Les autorités ecclésiales ont-elles été partie-prenante de votre initiative ?

Nous voulons que notre mouvement reste un mouvement de laïcs, parce que c’est nous laïcs qui avons ce besoin d’assister à la messe. Il y a des prêtres qui sont entièrement d’accord, et d’autres qui nous recommandent de la prudence, et il y en a quelques uns qui sont hostiles à notre demande. Nous voulons tout simplement prendre notre responsabilité de laïcs pour dire à nos pasteurs ce que nous croyons être bon pour notre vie spirituelle. Le droit canon indique que le fidèle a le devoir de réclamer ce qui est bon pour lui s’il le juge objectivement nécessaire. C’est donc volontairement que nous restons un mouvement de laïcs.

Pensez-vous que l’interdiction de la messe, comme l’interdiction de visiter les personnes âgées et de sortir, finira par plus tuer que le virus ?

Tuer les âmes, très certainement. Pour le reste je ne suis pas médecin. Je ne sais pas juger de la santé physique et mentale des personnes. Ce que je crois fermement, c’est que dans le cadre du confinement, avec ce concept de commerce essentiel, on réduit l’homme au niveau de l’animal. Il n’aurait besoin que de manger, boire, dormir, et le devoir de travailler. Mais la dimension spirituelle de l’Homme est complètement niée. Et cela pas uniquement vis à vis des catholiques, mais de toute spiritualité. Ce nouveau confinement nie que l’homme est un être spirituel. Cela me fait très peur. Si l’on ampute l’homme de sa dimension verticale, on en tue une partie. Est-ce que ça peut aller jusqu’à la mort physique, je n’en sais rien, mais à la mort spirituelle, très certainement.

Lire aussi : L’éditorial de Jacques de Guillebon : Ni Allah, ni César : Dieu

D’autres villes ont pris des initiatives analogues, comme par exemple Versailles. Allez-vous vous coordonner avec les organisateurs pour que la contestation devienne nationale, et organiser d’autres manifestations ?

Effectivement il y a eu des rassemblements publics de catholiques à Versailles et Lyon. Je suis très favorable à une coordination nationale. Nous avons d’ailleurs des appels et des prises de contact qui viennent de toute la France depuis hier pour demander des conseils et faire la même chose dimanche prochain. C’est formidable. Quelque part, ça nous dépasse. Mille fois oui à une coordination, mais que chacun soit libre de ses initiatives. Coordination ne veut pas dire centralisation. Enfin, bien évidemment nous recommençons une manifestation dimanche prochain, même heure et même lieu, si la préfecture nous y autorise.

Votre première manifestation a-t-elle déjà eu un effet auprès des autorités ?

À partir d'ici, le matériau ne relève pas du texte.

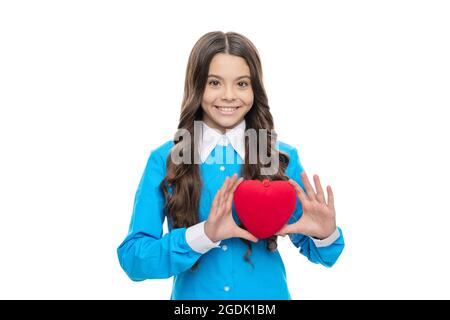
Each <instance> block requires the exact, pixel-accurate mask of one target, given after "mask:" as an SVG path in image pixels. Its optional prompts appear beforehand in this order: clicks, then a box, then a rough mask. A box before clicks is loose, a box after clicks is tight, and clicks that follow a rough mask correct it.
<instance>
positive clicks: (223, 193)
mask: <svg viewBox="0 0 450 320" xmlns="http://www.w3.org/2000/svg"><path fill="white" fill-rule="evenodd" d="M231 179H232V178H230V177H226V178H225V182H224V184H223V188H224V189H223V191H224V192H223V195H224V196H226V195H227V193H228V189H229V188H230V183H231Z"/></svg>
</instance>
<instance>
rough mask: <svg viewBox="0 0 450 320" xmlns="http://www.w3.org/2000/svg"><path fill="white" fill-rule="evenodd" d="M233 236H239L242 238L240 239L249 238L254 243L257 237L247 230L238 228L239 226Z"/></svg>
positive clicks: (236, 229) (257, 239) (246, 238)
mask: <svg viewBox="0 0 450 320" xmlns="http://www.w3.org/2000/svg"><path fill="white" fill-rule="evenodd" d="M235 236H236V237H239V238H242V239H247V240H250V241H252V242H255V243H256V242H258V238H256V237H255V236H254V235H252V234H251V233H250V232H248V231H247V230H244V229H242V228H239V227H238V228H237V229H236V233H235Z"/></svg>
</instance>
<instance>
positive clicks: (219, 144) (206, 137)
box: [200, 119, 245, 163]
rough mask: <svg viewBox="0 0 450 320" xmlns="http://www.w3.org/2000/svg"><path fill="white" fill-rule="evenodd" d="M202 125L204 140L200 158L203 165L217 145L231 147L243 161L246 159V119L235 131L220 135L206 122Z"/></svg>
mask: <svg viewBox="0 0 450 320" xmlns="http://www.w3.org/2000/svg"><path fill="white" fill-rule="evenodd" d="M202 123H203V125H202V134H203V136H202V139H201V144H200V158H201V160H202V163H203V162H205V161H206V159H207V158H208V156H209V155H210V153H211V152H212V151H213V150H214V148H215V147H216V145H223V146H227V145H228V143H231V146H232V147H233V149H234V150H236V152H237V153H238V155H239V156H240V157H241V159H242V160H244V159H245V119H244V120H242V121H241V122H240V123H239V124H238V125H237V126H235V127H234V128H233V129H231V130H228V129H227V131H226V133H225V134H222V133H220V132H219V131H217V130H216V129H213V128H211V127H209V126H208V125H207V124H206V123H205V122H203V121H202Z"/></svg>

Il y a deux types d’autorités. Nous avons deux objectifs. Le premier, montrer aux autorités politiques que les catholiques ne sont pas d’accord avec les mesures prises. En revanche, notre deuxième objectif est de dire à nos pasteurs, nos évêques, allez-y. Battez-vous, nous vous soutiendrons. Monseigneurs, soyez nos capitaines dans ce combat pour obtenir la messe. Plusieurs ont déjà réagi. Je pense par exemple à monseigneur Rougé, de Nanterre, qui est intervenu sur BFM aujourd’hui. Ils comprennent et expliquent que nous nous sommes bien tenus, et que nos revendications étaient légitimes et raisonnables.

Si nous allons dans la rue nous aurons la messe, si nous n’y allons pas nous sommes sûrs de ne pas l’avoir.

Je crois, profondément, que si notre mouvement prend de l’ampleur, et que dimanche prochain il y a soixante parvis de cathédrales devant lesquels des catholiques sont en train de prier, témoignant de leur attachement à la messe, les évêques et ceux qui sont habilités à aller en justice seront bien plus entendus par l’État que s’il n’y avait personne dans la rue. Si nous allons dans la rue nous aurons la messe, si nous n’y allons pas nous sommes sûrs de ne pas l’avoir.